Callen, pur non esprimendo commenti sullo stato dei piani del governo per Aramco, ha ribadito che il destino dell’IPO non ha influito sulle prospettive di una gamma molto più ampia di altre riforme economiche. «Se lo fa, le prospettive economiche saranno positive», ha auspicato, riconoscendo i progressi fatti da Riad sia a livello economico che legislativo. Certo è che – ha specificato Callen – qualsiasi ritardo nell’IPO di Aramco richiederebbe al governo di ripensare al modo in cui finanzia il suo fondo di investimento pubblico, motore centrale per far ripartire i vari progetti di sviluppo.
«Si prevede che la crescita aumenterà ulteriormente a medio termine con l’entrata in vigore delle riforme e l’aumento della produzione petrolifera», ha sostenuto recentemente il Fondo monetario internazionale le cui stime prevedono che il prodotto interno lordo dell’Arabia Saudita cresca dell’1,9 per cento quest’anno, anche a causa della maggiore produzione di petrolio, dopo il restringimento dello 0,9 per cento dello scorso anno. Aumenterebbe anche al 2,3 per cento il PIL non petrolifero mentre il deficit di bilancio sarebbe destinato a calare al 4,6 per cento del PIL nel 2018 e all’1,7% 2019 dal 9,3% dello scorso anno. Nonostante le previsioni che ne danno un possibile azzeramento per il 2023, secondo il FMI, è possibile che il deficit torni a crescere.
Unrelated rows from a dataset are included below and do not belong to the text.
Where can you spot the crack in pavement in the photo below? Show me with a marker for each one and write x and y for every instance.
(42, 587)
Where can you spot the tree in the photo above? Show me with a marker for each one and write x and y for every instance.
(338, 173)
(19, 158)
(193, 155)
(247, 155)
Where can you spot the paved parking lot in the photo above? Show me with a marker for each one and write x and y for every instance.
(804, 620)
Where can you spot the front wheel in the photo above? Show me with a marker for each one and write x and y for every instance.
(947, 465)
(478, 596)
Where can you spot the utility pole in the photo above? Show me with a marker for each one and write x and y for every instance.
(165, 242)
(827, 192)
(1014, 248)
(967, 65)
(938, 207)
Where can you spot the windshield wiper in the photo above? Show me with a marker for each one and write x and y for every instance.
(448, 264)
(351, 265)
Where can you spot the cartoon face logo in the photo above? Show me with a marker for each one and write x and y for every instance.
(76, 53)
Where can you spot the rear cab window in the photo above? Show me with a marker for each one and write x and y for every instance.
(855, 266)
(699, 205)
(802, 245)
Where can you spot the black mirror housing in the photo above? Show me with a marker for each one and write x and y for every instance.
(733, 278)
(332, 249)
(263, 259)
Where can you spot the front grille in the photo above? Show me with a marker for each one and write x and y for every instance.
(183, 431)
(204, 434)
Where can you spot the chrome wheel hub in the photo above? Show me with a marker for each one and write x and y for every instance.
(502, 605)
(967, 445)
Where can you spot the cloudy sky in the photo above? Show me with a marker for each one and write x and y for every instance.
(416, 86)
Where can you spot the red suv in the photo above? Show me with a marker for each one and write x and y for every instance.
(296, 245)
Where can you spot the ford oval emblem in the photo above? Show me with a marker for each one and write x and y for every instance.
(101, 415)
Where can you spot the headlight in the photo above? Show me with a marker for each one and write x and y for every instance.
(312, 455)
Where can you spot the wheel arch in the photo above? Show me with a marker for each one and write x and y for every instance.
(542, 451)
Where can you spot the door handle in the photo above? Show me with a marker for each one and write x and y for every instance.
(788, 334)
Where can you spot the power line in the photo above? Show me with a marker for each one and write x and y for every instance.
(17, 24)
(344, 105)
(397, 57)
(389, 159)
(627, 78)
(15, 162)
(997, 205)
Dunque quotazione sì, quotazione no? Solo il tempo risolverà l’ enigma. Di sicuro, la scelta di ‘Vision 2030’ esemplifica l’ intenzione di svolta rispetto al nuovo contesto economico, politico – la contrapposizione con l’ Iran – ed energetico internazionale – ad esempio, con gli Stati Uniti sempre più indipendenti dopo la shale revolution – anche se l’obiettivo di voler affrancare in tempi stretti l’economia del Paese dalla dipendenza dalle rendite petrolifere è ambizioso. Ad ogni modo, il destino del Regno rimane ancora legato a doppio filo a quello di Aramco.